だが、キオク図書館の『本』を使って友人達の個人事情に関わってきた自分も大和と変わらない。
多少お節介でも、彼は悪い先生ではないのだろう。
「まあ、結局確証のある話は聞けなかったが、その痛み云々という話が本当で、最近友達を作るようになった理由が痛みを感じなくなったからというなら良いことだと思ってな」
「良いこと……」
慧は『痛み』が無くなった毎日を想像し、『痛み』を受けることで人の苦悩を知り、助けたいと思った毎日を振り返る。
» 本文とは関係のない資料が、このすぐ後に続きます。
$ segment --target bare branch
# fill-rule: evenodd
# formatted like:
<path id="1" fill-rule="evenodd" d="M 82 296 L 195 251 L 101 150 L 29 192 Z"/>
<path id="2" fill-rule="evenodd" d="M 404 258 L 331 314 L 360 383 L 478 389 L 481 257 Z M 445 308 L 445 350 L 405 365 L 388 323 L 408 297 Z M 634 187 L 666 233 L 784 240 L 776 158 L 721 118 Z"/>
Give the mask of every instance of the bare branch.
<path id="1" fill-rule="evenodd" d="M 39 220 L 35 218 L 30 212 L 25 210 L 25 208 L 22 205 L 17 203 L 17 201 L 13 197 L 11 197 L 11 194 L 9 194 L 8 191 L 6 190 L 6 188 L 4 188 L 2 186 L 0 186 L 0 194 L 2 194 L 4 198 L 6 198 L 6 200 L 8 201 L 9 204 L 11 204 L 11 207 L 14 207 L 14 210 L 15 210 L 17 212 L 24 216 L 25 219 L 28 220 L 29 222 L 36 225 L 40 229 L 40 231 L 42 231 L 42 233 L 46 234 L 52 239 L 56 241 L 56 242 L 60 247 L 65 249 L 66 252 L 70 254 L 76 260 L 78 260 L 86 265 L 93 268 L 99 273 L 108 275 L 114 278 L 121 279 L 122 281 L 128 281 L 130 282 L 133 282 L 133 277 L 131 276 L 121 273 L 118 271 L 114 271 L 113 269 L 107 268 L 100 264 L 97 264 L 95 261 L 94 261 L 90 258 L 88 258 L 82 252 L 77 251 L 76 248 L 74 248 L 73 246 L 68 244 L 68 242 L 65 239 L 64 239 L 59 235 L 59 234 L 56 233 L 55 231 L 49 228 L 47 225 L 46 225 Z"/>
確かに、この能力は迷惑極まりないものだ。だが、この能力が消えてしまったら――
「…………」
黙ってしまった慧を見て、大和は腕を組んで軽く息を吐いた。
「だからこそ今朝の考え込んだ様子が気になった。まだ誰かの『痛み』を感じることがあるのかと」
「……『痛み』については本当です。今まで、この能力が消えたことはありません。友人が増えたのは、むしろ『痛み』のおかげです。朝は、ちょっと、仕事について考えていて。人形について……」
人形について考えていたのは、嘘ではない。
「……そうだったのか」
担任は、細い目を若干見開いた。その後、気が抜けたように、笑う。
「俺が色々と考え過ぎていたみたいだな。『痛み』から人を避けていた神谷が、そのままでも人との交流を厭わなくなったのは良いことなんだろう。ところで……その能力は突然出るようになったのか? ご家族も同じ能力を持っていて、遺伝だったとか……いや、忘れてくれ」
バツが悪そうな顔をして、大和は視線を逸らした。幼少時に両親が亡くなっていると思い出したからだろう。
「好奇心で訊くことではないな」
「両親がこの能力を持っていたのか、俺は知りません。俺の記憶では、父も母もいつも笑っていて……でも、隠していただけかもしれないし」
「そうか……」
まあ頑張れ、と言われてこの日の面談は終了した。
帰り道、慧は大和の言葉が頭を離れなかった。
この『痛み』の能力は、遺伝なのだろうか。両親も――或いは、どちらかが能力を持っていたりしたのだろうか。
仮にそうだとして、能力とどう付き合ってきたのだろう。
二人に『痛み』があったとしても無かったとしても。
(俺は、父さんと母さんのことを何も知らないんだな……)
そう思うと、また、両親の『本』を読んでみたいという想いが膨らんだ。